The emotional range required to lead this song well is different from leading a high-energy opener. You need to be settled and present, not somber and closed off. There is a difference between solemnity and heaviness, and you want to stay on the solemnity side. Your own posture of genuine faith in the middle of uncertainty is what gives this song its credibility. If you have something personally that you are in the middle of waiting for, you can lead this song with that in your spirit without naming it out loud. The congregation will feel the authenticity. Watch the tempo. At 72 BPM there is a risk of dragging if the band is not locked in together.

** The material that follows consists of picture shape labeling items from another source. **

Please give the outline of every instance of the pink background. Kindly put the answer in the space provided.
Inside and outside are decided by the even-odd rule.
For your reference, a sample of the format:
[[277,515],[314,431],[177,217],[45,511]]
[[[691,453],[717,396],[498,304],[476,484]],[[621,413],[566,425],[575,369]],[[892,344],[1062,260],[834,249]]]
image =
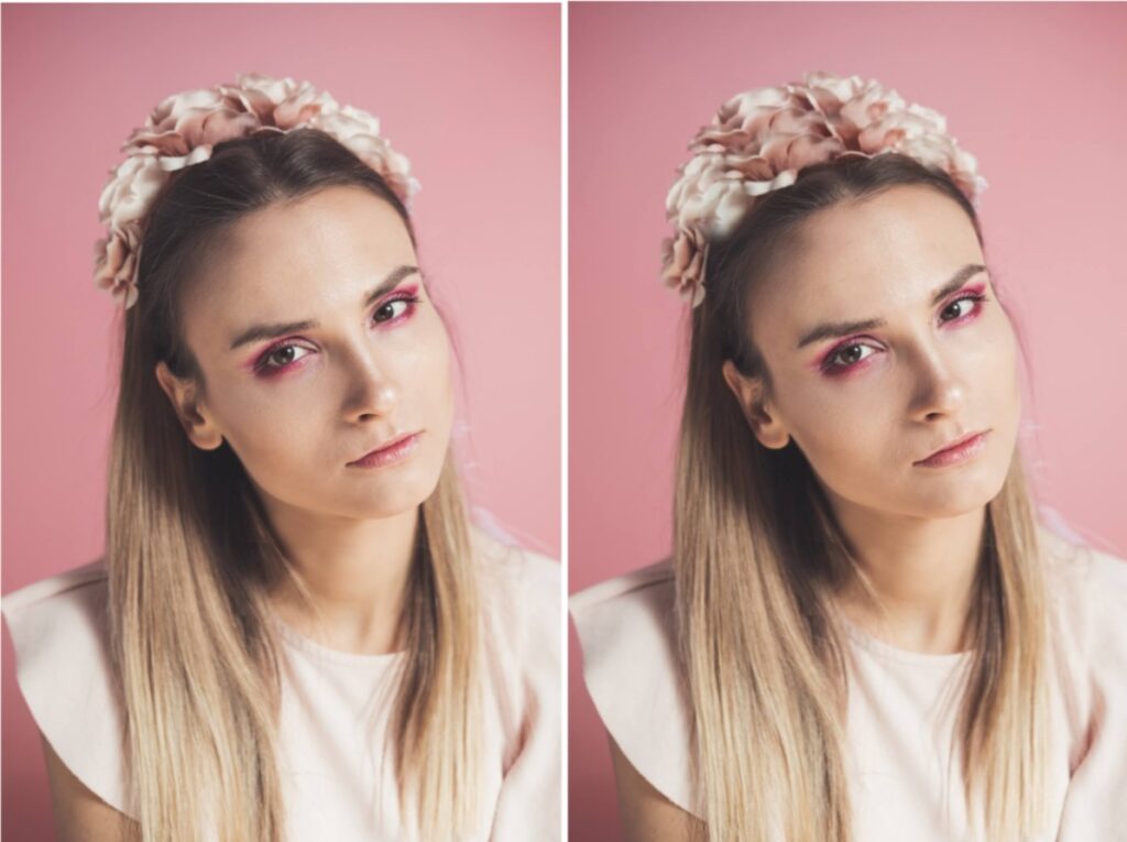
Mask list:
[[[260,71],[378,115],[423,185],[472,498],[560,551],[560,10],[553,6],[3,7],[3,590],[101,552],[113,410],[98,196],[163,97]],[[190,48],[189,48],[190,47]],[[3,637],[3,824],[53,839]]]
[[[1124,555],[1127,6],[573,3],[569,26],[570,590],[668,552],[683,308],[658,275],[674,170],[721,101],[808,70],[880,80],[977,156],[987,259],[1030,351],[1040,497]],[[571,839],[614,840],[574,642]]]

A slightly dragged tempo in a song like this can start to feel funereal rather than contemplative. Keep the energy clean and forward-moving even at the slow pace. Watch the ending. Do not rush off to the next song. Give the room a moment of silence or a very soft held note before you move on.

A note for the team behind you (techs, vocalists, band)

Band: the musical mood here is contemplative and expectant. Piano is the natural lead instrument, with a spacious voicing that leaves room in the arrangement. Strings or a string pad can add depth without density. If you have a cello player available, this is the song to deploy them. Avoid busy arrangements. Every instrument should ask whether its part is adding something or filling space. Vocalists: Pete Greig's writing is candid and undecorated. Match that in your delivery. No runs, no big dynamic swells for effect. Sing it like you mean it and you are in the middle of it. Harmonies should feel like people joining a prayer, not performing a chord chart. Techs: the mix should be warm and spacious. A long reverb tail on the piano and vocals will help the song feel like it exists in a large, open space, which is the sonic equivalent of the theological space the song is trying to create. Keep the overall volume on the lower side so the congregation's own voices are part of the texture. In a song about prayer, the congregation praying together matters more than the production value of what is coming off the stage.